1 Comment

Cloud Native Buildpacks: How to Create a Custom Buildpack

by Michael BeaversonJune 2, 2021
With code samples, this tutorial demonstrates how to create a CNB buildpack, including the configuration files, as well as detect and run scripts.

The buildpack structure

Now that we’ve seen the benefits of the Cloud Native Buildpack framework and created a stack, it’s time to build on the stack functionality by adding a buildpack to our example repository. The buildpack defines and executes the process of creating the final application image, and does so within the build image from the stack. Building the application image happens in two phases.

First, the buildpack examines the application and determines whether it applies. If it does, the buildpack then consumes the application as input and executes the CNB build, producing the application image as output.
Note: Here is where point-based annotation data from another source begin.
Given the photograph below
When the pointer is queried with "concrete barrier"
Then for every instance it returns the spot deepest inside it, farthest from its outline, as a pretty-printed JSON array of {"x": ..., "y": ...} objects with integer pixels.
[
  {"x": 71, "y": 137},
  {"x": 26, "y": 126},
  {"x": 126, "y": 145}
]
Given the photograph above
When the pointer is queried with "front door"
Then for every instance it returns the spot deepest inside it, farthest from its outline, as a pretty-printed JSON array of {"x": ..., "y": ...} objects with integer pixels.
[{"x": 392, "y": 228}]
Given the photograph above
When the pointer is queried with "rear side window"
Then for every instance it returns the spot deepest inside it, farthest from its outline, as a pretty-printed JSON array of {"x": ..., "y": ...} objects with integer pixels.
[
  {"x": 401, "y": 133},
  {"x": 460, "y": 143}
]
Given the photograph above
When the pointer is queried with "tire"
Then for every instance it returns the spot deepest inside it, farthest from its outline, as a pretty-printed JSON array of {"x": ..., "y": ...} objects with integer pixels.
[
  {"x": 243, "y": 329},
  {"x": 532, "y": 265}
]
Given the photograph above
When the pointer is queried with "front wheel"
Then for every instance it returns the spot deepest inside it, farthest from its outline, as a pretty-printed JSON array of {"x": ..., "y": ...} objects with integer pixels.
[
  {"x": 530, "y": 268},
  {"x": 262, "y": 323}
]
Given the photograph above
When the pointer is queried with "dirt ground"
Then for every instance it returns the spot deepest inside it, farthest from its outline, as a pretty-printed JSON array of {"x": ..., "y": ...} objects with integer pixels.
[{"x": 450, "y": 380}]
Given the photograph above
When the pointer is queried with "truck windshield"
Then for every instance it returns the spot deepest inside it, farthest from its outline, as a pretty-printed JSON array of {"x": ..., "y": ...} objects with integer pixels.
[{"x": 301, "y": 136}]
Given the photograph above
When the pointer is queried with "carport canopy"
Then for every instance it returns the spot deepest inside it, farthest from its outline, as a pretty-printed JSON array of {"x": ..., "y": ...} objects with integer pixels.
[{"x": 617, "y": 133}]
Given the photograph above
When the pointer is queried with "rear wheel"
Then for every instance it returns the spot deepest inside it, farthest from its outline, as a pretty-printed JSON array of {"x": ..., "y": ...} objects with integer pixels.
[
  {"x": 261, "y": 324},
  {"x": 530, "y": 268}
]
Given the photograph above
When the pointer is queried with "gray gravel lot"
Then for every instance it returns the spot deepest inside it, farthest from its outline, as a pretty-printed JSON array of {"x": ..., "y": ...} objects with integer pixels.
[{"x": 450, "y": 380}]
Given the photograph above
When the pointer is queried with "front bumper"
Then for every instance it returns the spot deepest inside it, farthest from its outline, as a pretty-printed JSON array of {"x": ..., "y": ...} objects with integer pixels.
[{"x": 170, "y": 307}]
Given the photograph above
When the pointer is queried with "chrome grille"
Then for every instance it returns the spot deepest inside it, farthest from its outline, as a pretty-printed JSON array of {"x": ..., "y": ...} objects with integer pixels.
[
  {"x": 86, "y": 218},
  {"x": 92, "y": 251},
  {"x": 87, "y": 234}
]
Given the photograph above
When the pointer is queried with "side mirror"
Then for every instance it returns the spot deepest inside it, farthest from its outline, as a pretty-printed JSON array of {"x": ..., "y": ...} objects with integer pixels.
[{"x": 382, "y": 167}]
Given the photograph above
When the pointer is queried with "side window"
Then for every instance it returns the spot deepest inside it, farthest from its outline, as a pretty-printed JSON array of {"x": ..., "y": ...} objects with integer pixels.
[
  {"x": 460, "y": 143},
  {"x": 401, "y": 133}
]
The buildpack’s place in the CNB process

The buildpack is the workhorse of the CNB framework. It’s responsible for taking the application source code or a compiled binary and producing a runnable application image. Consequently, it is also the most technically complex component.

A buildpack consists of four parts:

  • detect: a script that determines if the buildpack applies to an application
  • build: a script that performs the image building
  • buildpack.toml: a configuration file defining metadata
  • package.toml: an optional configuration file that packages the buildpack itself into a Docker image

The structure and the use of a CNB buildpack

The file structure of the buildpack is important. For our example, the buildpack will need to consume the sample Spring Boot application, which is built with Gradle, so the files are in cnb-components/buildpacks/gradle. A buildpack must have a buildpack.toml file, which is a markup language similar to YAML. The CNB framework leverages TOML files in a number of places to define image layers, specify metadata, and supply configuration. In the same directory, it requires a bin folder containing two executable bash scripts, detect and build. A package.toml file is needed to encapsulate the buildpack into a Docker image, though doing so is not required to build application images.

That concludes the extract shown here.